Mitglied einer Schock-Anrufer-Bande verurteilt

Ein 37-jähriger Litauer ist gestern vom Tübinger Landgericht wegen banden- und gewerbsmäßigen Betrugs zu vier Jahren und acht Monaten Gefängnis verurteilt worden.

25.07.2014

Tübingen/Reutlingen. Bei dieser Bande greife ein Rädchen ins andere, erklärte gestern bei der Urteilsbegründung Martin Streicher, der Vorsitzende Richter der zweiten großen Strafkammer am Landgericht, die Arbeitsweise der international operierenden Trickbetrüger. Die „Schock-Anrufer“ täuschen zumeist bei Russischstämmigen verwandtschaftliche Beziehungen vor und melden eine dringende Notlage oder Katastrophe. Um nicht ins Gefängnis zu müssen, brauche etwa der vorgebliche Sohn oder Enkel sofort Bares, das gleich jemand abhole.

Die Zielgruppe, so Richter Streicher als Ergebnis der Beweisaufnahme, bei der ein LKA-Beamter die Banden-Methodik erläutert hatte, sind ältere Menschen im Alter über 60. Glauben diese den Anrufern, seien sie wie gelähmt und in der Schocksituation nicht fähig, einen klaren Gedanken zu fassen. Hoher psychischer Druck werde auf die Opfer ausgeübt und „maximale emotionale Verunsicherung“ erzeugt. Weil alles so rasch gehe und der Bote mit dem Geld schnell verschwinde, können die Opfer hinterher oft nicht zuverlässig aussagen.

So war es auch beispielsweise bei der 80-jährigen Reutlingerin, die Ende Januar 2013 angerufen wurde. Sie hat tatsächlich einen Sohn, der viel unterwegs sei, sagte der Richter. Sie klaubte ihre gesamte Barschaft von 3200 Euro zusammen und händigte sie dem kurz drauf klingelnden „Läufer“ der Bande aus. „Selbst ihr Enkel konnte sie von der Zahlung nicht abbringen“, obwohl der eindeutig von einem möglichen Betrug sprach, schilderte Streicher die Zwänge des Opfers.

Doch die Frau hatte Glück im Unglück. In ihrem Fall gelang ein seltener Fahndungserfolg in einem eingespielten kriminellen Umfeld, das ein „hochwertiges Verdeckungssystem entwickelt hat“, so Streicher. Gesteuert von unbekannten Hintermännern, zum Teil in litauischen Gefängnissen sitzend, agieren europaweit „Truppführer“, „Fahrer“ und „Läufer“ sehr effizient. Kommuniziert werde mit „einer Vielzahl von zufällig verteilten SIM-Karten“, so der Richter, da bleibe den Ermittlern wenig Verfolgbares.

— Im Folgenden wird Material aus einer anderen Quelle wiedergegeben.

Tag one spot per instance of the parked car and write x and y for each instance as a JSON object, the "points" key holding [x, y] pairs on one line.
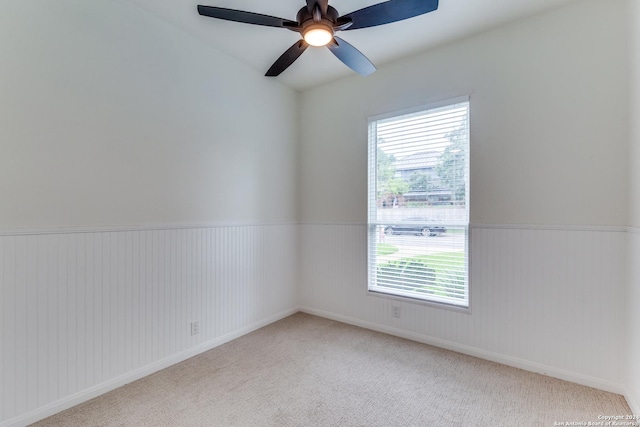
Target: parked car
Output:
{"points": [[420, 226]]}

In diesem Fall indes gelang der Staatsanwaltschaft Tübingen „eine nicht schlechte Aktion“, lobte Streicher. Sie bezog im Sammelverfahren Ergebnisse anderer Staatsanwaltschaften ein und observierte großräumig. Daher stand auch der „Läufer“, der in Reutlingen die Gelder einsammelte, im Visier der Fahnder. So konnte auch der nächsthöhere „Truppführer“, der eine „gewisse Schlüsselposition innehat“, auf frischer Tat überführt werden. Damit bekam das Opfer sein ganzes Geld zurück, im zweiten Fall wurde wenigstens noch ein Teil der erbeuteten 650 Euro sichergestellt.

Weil der in Haft sitzende Angeklagte die Vorwürfe einräumte, einigten sich Staatsanwalt Jan Vytlacil und Verteidiger Holger Böltz auf eine Strafrahmen zwischen vier Jahren, neun Monate und vier Jahren. Die Kammer blieb nur einen Monat unter der Maximalforderung.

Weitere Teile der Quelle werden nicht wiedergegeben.